Admittedly, it's quite old but that, if anything
speaks only in Linux's
favor in terms of its pro-audio readiness. At any rate, I was checking
out the benchmark data and was wondering as to how did this
person/software app get to the 0.73ms buffer fragment that is equal to
128bytes? In other words, what sampling rate was used?
its based, IIRC, on the frequency of the RTC interrupt, which is
always in power-of-2 Hz.
Furthermore, my question is what app was used to
produce those
graphs/results and whether these latency tests take into account
hardware latencies (i.e. DSP converters, PCI->CPU->PCI->output etc.), in
other words, is this latency that is achievable with the following
setup:
Input->soundcard->cpu(with some kind of DSP)->soundcard->Output
It isn't measuring that kind of latency. Benno wrote a custom program
to measure the ability to satisfy audio interface requirements.

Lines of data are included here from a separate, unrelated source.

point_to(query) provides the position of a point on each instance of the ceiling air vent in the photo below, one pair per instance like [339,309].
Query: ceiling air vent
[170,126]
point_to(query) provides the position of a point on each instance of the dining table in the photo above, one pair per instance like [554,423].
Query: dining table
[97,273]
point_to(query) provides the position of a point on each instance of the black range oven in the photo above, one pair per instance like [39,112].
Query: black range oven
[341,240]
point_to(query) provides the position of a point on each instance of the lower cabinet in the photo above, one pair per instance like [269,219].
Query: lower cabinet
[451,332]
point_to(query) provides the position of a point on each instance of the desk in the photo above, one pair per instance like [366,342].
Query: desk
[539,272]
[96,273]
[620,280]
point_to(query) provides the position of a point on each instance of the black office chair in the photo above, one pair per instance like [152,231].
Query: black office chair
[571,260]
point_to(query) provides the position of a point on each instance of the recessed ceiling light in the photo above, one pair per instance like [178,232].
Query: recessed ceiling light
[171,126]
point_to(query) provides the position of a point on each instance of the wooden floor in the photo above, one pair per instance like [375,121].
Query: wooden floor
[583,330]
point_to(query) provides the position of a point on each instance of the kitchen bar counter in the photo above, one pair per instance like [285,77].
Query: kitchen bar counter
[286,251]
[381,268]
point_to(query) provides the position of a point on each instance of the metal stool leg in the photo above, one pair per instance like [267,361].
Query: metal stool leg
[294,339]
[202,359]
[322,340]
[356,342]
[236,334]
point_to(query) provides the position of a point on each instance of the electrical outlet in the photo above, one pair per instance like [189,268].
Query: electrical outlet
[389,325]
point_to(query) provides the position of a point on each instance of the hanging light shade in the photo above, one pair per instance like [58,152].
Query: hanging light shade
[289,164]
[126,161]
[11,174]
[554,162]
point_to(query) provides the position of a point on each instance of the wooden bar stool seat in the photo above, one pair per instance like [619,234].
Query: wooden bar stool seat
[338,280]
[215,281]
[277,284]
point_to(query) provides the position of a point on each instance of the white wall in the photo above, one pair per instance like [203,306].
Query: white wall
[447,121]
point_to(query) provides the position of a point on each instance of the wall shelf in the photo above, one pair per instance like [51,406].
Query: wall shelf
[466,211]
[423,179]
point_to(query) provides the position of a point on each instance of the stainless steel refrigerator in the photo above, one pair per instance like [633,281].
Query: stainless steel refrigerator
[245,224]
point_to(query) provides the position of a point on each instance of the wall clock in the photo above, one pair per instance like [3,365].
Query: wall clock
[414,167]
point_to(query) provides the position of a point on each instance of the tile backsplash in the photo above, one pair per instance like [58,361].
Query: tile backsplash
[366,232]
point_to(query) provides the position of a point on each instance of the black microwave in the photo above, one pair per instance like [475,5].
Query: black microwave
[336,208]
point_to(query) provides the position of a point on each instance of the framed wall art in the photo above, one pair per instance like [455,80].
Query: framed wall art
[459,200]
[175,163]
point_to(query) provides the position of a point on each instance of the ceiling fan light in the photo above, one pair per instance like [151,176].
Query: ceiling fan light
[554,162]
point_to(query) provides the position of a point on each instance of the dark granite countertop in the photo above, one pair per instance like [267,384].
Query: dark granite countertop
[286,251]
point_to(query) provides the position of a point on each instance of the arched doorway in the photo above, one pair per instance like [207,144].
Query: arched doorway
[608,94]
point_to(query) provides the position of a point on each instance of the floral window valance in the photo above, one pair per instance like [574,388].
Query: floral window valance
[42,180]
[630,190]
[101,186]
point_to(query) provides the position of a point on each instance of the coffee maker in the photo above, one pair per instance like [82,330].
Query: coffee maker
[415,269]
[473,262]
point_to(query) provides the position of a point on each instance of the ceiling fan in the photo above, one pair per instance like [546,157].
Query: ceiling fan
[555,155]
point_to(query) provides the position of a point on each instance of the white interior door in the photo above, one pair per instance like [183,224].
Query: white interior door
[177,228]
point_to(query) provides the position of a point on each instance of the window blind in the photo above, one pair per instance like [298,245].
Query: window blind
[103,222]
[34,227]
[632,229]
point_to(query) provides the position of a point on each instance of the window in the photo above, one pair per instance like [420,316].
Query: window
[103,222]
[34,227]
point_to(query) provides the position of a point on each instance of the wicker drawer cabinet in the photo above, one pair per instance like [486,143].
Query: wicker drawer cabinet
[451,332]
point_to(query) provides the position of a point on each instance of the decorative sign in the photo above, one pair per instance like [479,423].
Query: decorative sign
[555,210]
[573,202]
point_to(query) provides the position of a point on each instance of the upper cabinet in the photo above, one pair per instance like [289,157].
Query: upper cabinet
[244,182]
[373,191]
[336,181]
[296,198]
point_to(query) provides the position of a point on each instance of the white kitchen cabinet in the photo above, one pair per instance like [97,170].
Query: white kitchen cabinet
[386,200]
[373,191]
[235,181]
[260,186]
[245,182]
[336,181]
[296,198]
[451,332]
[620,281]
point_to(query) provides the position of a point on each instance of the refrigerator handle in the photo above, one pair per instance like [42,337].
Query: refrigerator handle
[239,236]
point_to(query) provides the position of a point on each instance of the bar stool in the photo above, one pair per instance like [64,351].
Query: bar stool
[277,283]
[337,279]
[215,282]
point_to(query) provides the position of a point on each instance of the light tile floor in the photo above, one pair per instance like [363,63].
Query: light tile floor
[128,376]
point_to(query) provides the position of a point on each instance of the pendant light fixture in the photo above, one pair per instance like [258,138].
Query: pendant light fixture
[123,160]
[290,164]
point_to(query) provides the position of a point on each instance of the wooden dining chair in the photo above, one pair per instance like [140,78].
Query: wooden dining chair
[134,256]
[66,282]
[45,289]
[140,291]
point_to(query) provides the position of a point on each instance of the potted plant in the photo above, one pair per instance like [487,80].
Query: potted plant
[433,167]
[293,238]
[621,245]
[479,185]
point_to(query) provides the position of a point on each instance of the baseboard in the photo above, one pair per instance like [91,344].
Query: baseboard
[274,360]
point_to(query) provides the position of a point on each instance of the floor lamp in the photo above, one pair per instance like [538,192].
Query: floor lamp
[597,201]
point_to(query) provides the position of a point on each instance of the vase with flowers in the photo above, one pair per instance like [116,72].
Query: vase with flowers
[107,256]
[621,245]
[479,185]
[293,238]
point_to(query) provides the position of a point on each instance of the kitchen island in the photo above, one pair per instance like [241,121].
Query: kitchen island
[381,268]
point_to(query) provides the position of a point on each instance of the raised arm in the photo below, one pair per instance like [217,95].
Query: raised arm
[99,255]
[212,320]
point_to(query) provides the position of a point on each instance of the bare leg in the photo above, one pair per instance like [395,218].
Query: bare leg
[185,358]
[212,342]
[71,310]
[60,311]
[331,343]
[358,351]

Benno's test program is measuring how rapidly after an audio interface
interrupt it is possible to service the card. this is the "bottom
line" for latency performance - if you can't service the interrupt
quickly enough, nothing else matters. what his test was showing that
we can, from user space, service the card, although his test was based
on using the RTC, which for some hardware will allow you to get even
lower latencies than using the interface's own interrupt. its a hack,
though, and i wouldn't encourage people to do it.